En la cárcel, Linda Denegri se atrevió a contar su historia: intentaba escapar de su esposo, que, alcoholizado, se volvía sumamente violento. Aseguró que pretendía ocultar la pistola que Denegri tenía en un cajón, para evitar que la atacara a ella o a sus hijos. El periodista la interceptó. Forcejearon. Ella escuchó una detonación y vio a su esposo caer al suelo. Cuando llegó la policía, ella permanecía en estado de shock. Esa condición, que duró horas, la puso a merced de un abogado que, además de cobrarle muchísimo, nunca logró el menor beneficio de la ley.
Ataques con sables, con pistolas, golpes e insultos, alternados con ruegos, obsequios y etapas de dulzura profunda, compusieron la vida de Herlinda Mendoza junto al periodista Denegri. En el siglo XXI se habría discutido el terrible caso de violencia familiar, acaso de intentos de feminicidio como parte de la historia. Pero hace 49 años, Linda no encontró sino la complicidad para con Denegri por parte de mucha gente, desde directores de prisiones hasta meseros, fuese por amistad, por conveniencia o por temor. Esa complicidad que aún después de muerto el periodista, la mantuvo tras las rejas.
CON UN DOBLE ASESINATO SE TERMINÓ LA HISTORIA CRIMINAL DE LOS 70: EL CASO FLORES ALAVEZ.
“¡Fue el nieto!”, gritaron los periódicos el 11 de octubre de 1978: cinco días antes, en una casa de Avenida de las Palmas, habían amanecido muertos a machetazos Gilberto Flores Muñoz, exgobernador nayarita y director de la Comisión Nacional Azucarera, y su esposa, la escritora Asunción Izquierdo. El doble homicidio también se convirtió en un escándalo nacional.
Las autoridades, casi de inmediato, afirmaron que el nieto consentido de Asunción Izquierdo, Gilberto Flores Alavez, de 22 años, había caído en contradicciones al narrar los hechos. Nadie en la casa de las víctimas, nietos y servidumbre, se habían enterado de lo que ocurrió en las habitaciones de los abuelos. La clase política exigió la resolución del caso, y se mostró en desacuerdo con las hipótesis policiacas que comenzaban a apuntar hacia el muchacho Flores Alavez. Llovían ataques contra el capitán de la Policía Judicial del Distrito Federal, Jesús Miyazawa.

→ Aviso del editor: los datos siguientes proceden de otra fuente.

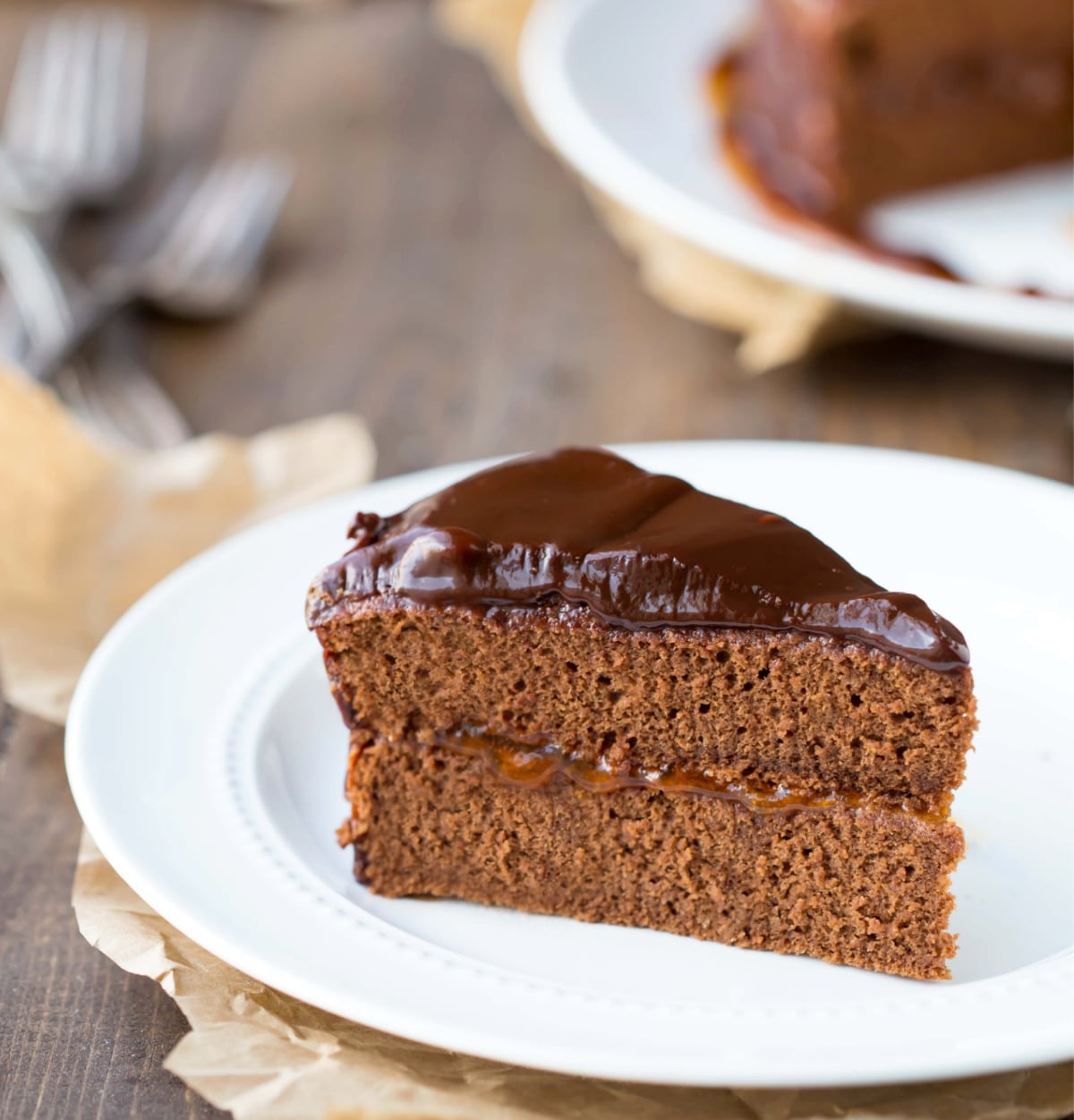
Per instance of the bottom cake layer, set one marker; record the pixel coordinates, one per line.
(861, 886)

Fueron 11 las personas detenidas y a quienes tomaron declaración. El cerco se fue cerrando, y finalmente, Gilberto confesó que él era el autor del crimen, “por una enfermedad mental”. Recibió una condena de 28 años de prisión, y, en su momento, se aseguró que el móvil tenía que ver con regaños y disgustos entre los abuelos y el nieto, y la herencia que recibiría cuando ellos muriesen.

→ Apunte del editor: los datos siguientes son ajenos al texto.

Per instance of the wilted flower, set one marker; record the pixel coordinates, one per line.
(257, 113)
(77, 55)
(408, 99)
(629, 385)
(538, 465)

De aquellos días data un cartón de Rogelio Naranjo, que hablaba del “horroroso nieto que horrorizó a la horrorosa sociedad”. En esos días, cuando se hablaba “del nieto” a nadie le quedaba duda de que se refería al presunto homicida del matrimonio Flores Izquierdo.

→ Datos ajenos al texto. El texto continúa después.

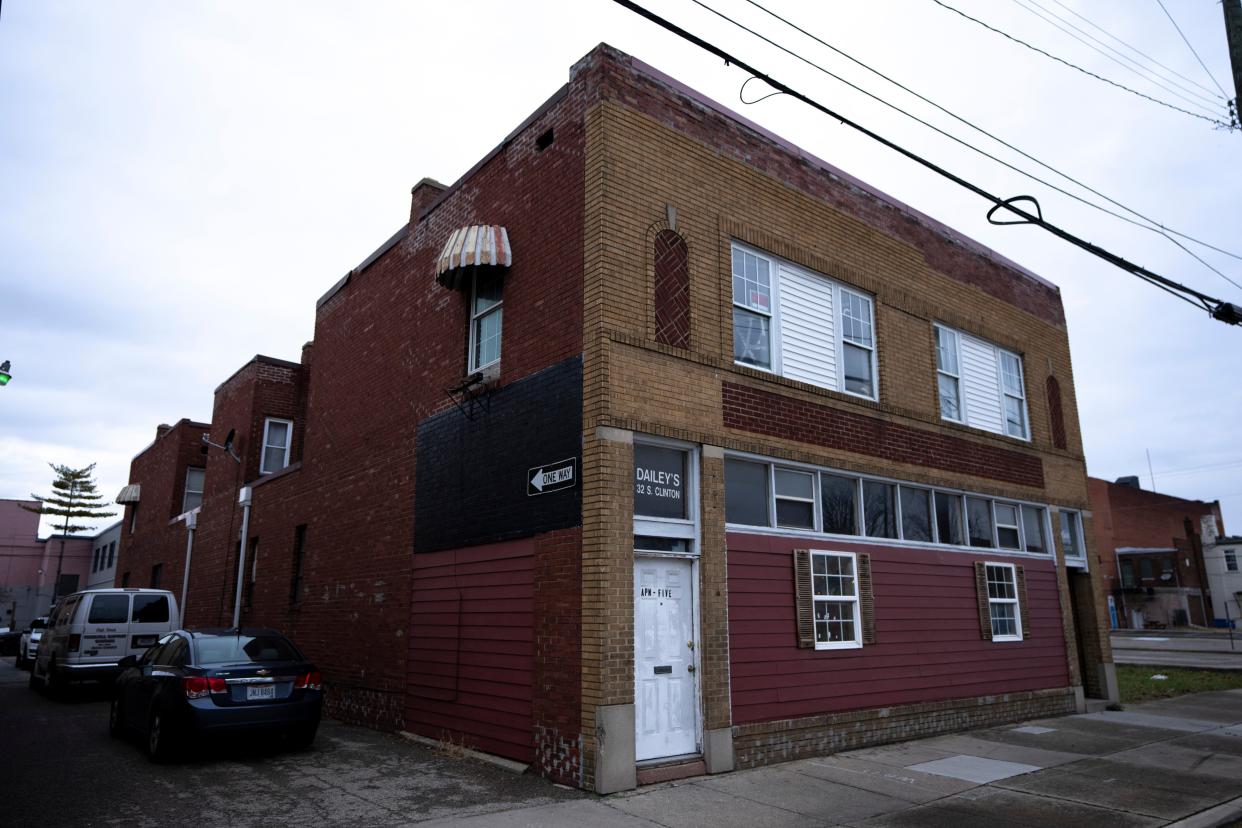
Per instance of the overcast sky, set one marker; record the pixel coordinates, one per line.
(180, 181)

Pero el padre de Gilberto, el médico Gilberto Flores Izquierdo, junto con un equipo de abogados, trabajaron sin descanso para liberar al muchacho, argumentando que se habían manipulado las pruebas forenses para inculparlo. El muchacho, gracias a ese trabajo, fue liberado a principios de los años 90. En 2009, aseguró a la prensa que sus abuelos habían sido asesinados con el conocimiento del entonces presidente José López Portillo, porque Flores Muñoz tenía pruebas de la corrupción de la industria azucarera. Pero en ese lejano 1978, la historia de aquellos ancianos asesinados, vinculados con el más alto poder político, llenó planas y planas de la nota roja más sensacionalista de aquellos tiempos.